The value of k really doesn't matter here, so if you like, you can replace it with 5 or 7 or 43 or any other prime greater than 3. I'll replace it with 7; then if we get a prime factorization, our number becomes:
12*7^3 = (2^2)(3^1)(7^3)
When we have a prime factorization, we can count all of a number's divisors by adding 1 to each exponent, then multiplying what we get. When we add 1 to each exponent here, we get the numbers 3, 2 and 4, and multiplying these, we learn that our number has 24 divisors in total.

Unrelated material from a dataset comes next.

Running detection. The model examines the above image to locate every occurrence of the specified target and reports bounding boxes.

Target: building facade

Some of those divisors are odd, and some are even. If you think about any one odd divisor of this number, say 3*7, notice you can make two even divisors, by multiplying by 2 (to get 2*3*7) and by multiplying by 2^2 (to get 2^2 * 3 * 7). So for every 1 odd divisor, we have 2 even divisors, and 2/3 of this number's divisors are even, and the answer is (2/3)*24 = 16.

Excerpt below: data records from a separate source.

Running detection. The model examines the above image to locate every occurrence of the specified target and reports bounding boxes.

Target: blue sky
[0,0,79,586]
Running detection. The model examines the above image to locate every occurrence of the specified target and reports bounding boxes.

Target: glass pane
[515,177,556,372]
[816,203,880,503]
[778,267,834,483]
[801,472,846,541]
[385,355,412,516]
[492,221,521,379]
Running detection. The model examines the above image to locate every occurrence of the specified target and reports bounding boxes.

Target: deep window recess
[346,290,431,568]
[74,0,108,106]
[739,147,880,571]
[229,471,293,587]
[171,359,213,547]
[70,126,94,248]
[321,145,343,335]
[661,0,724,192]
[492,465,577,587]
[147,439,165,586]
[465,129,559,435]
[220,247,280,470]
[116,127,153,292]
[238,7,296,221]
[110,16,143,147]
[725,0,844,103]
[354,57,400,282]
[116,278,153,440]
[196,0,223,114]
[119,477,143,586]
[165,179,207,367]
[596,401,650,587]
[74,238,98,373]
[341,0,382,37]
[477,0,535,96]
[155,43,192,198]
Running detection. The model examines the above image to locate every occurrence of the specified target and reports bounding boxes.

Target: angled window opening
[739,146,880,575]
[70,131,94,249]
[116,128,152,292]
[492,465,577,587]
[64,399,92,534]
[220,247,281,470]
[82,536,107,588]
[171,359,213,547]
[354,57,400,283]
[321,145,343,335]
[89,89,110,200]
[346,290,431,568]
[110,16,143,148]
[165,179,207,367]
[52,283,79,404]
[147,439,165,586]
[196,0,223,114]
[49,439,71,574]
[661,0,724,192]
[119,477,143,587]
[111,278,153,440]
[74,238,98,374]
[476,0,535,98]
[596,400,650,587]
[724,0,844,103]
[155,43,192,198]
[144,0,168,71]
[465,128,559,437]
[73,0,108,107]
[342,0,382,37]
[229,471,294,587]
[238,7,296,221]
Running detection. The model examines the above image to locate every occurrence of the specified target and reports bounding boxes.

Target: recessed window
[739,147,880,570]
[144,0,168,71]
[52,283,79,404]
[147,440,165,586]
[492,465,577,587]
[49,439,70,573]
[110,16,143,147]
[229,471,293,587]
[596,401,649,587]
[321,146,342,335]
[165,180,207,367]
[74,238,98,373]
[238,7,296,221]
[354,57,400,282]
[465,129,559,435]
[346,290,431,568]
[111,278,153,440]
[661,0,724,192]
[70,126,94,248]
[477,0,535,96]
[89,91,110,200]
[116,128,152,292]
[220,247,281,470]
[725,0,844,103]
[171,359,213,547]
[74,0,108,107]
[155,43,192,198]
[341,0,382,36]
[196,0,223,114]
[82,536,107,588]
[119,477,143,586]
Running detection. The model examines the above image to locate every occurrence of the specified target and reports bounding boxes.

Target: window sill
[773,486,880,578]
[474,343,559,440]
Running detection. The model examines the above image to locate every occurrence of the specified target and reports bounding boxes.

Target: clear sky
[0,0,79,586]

Alternatively, you could count the number's odd divisors, then subtract from the total. If we want to count how many strictly odd divisors a number has, we can use the same divisor-counting method above, but we need to completely ignore the 2^x part of the prime factorization, because an odd divisor can't include any 2's. So here we have:
(2^2)(3^1)(7^3)
and if we ignore the 2's, we have 3^1 * 7^3, and adding one to each exponent and multiplying, we get 2*4 = 8 odd divisors in total. Subtracting that from the total number of divisors, 24, we learn that the remaining 16 divisors are even.
I'm not sure what the source of the question is, but here "k" is a prime number, and "p" is a non-prime number, and no number theorist would ever assign letters that way - it's needlessly confusing to a reader.